Retaining ownership of a martial home is not an uncommon desire for at least one party during a divorce. If the other individual has no desire to remain in the home after a divorce, it may appear as though the case is clear-cut. Unfortunately, some New York couples might be surprised to discover that achieving a simple agreement on who stays and who goes may actually be much more complicated.

Many notes and mortgages for marital homes have both spouses listed on the documents. If the couple decides to divorce and don't want to sell the home, they may decide that refinancing the mortgage in the name of the person who wants to keep it is the best course of action. It may seem straightforward enough, but in many situations, it's rarely as easy as that. 

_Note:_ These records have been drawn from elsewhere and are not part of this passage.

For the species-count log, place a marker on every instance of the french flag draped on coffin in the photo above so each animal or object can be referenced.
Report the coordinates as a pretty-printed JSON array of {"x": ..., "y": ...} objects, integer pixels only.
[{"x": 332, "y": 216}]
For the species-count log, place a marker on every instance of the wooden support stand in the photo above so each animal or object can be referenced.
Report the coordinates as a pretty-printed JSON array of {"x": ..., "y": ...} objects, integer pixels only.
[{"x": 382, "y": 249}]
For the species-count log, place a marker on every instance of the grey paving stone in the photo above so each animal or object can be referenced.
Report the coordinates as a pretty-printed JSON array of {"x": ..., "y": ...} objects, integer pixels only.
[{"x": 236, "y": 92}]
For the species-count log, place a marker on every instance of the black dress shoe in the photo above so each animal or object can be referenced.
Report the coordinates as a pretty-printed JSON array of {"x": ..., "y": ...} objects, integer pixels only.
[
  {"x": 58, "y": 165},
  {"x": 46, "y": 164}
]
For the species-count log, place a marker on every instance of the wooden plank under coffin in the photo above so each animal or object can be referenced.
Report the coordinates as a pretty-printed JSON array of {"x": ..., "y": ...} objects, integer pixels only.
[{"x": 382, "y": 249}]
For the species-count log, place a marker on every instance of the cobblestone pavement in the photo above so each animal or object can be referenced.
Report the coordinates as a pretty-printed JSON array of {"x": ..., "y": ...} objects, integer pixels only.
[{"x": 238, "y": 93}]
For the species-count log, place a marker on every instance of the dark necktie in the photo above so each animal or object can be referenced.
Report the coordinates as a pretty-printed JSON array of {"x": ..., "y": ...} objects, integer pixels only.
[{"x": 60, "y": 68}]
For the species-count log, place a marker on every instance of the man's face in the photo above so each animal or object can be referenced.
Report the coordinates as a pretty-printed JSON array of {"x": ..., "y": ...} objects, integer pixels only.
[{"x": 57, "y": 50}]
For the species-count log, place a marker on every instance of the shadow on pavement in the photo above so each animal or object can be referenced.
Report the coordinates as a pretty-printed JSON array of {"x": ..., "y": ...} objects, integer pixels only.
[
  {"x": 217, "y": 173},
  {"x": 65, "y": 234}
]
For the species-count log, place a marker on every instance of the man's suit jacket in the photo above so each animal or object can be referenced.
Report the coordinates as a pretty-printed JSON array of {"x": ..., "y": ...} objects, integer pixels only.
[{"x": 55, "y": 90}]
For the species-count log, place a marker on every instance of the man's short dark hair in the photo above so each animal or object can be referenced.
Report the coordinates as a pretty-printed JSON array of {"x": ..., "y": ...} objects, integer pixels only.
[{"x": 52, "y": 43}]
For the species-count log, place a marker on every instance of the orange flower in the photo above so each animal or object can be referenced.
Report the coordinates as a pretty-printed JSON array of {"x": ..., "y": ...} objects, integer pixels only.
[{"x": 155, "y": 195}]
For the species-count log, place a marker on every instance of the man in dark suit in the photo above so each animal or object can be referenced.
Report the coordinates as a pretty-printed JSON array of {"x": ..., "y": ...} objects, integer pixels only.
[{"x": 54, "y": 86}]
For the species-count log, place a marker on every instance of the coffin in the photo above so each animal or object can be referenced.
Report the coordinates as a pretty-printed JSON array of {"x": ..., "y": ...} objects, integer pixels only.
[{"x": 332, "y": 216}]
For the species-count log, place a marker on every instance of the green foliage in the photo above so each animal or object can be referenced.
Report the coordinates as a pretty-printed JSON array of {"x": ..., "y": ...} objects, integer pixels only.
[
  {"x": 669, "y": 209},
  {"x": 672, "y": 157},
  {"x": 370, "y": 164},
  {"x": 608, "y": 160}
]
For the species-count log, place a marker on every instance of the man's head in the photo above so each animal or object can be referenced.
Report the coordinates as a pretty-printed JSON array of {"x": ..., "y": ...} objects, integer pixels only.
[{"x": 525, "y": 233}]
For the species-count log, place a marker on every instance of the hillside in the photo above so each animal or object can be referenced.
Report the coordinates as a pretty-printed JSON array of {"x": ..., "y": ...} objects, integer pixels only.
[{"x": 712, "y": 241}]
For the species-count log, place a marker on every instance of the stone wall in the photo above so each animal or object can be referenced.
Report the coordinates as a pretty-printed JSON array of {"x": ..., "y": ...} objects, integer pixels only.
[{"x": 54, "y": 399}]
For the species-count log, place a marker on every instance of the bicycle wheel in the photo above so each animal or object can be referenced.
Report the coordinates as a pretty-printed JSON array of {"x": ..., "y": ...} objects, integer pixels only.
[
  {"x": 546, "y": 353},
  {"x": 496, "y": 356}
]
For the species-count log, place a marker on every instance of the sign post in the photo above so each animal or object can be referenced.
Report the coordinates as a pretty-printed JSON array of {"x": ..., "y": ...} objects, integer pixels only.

What some couples fail to consider is that a loan that they qualified for jointly may not be available to just one of them. Perhaps the spouse hoping to stay in the home won't have the required income. Even if he or she has an adequate income, a low credit score or even a reduced net worth may still disqualify them from refinancing. For instance, both income and net worth are exceptionally important for mortgages higher than $417,000.

In some instances, one spouse might even agree to remain on the mortgage so that his or her ex can remain in the home. This may be less likely to occur as that individual would still be on the hook for any missed payments. As a number of factors can influence whether a home can be kept after a divorce in New York, requesting that preapproval for refinancing be completed before the divorce settlement is signed off on can help both parties understand what will ultimately happen to the house. If the individual wanting to keep the house can't refinance and his or her ex won't remain on the mortgage, ultimately their best option may be to sell the house.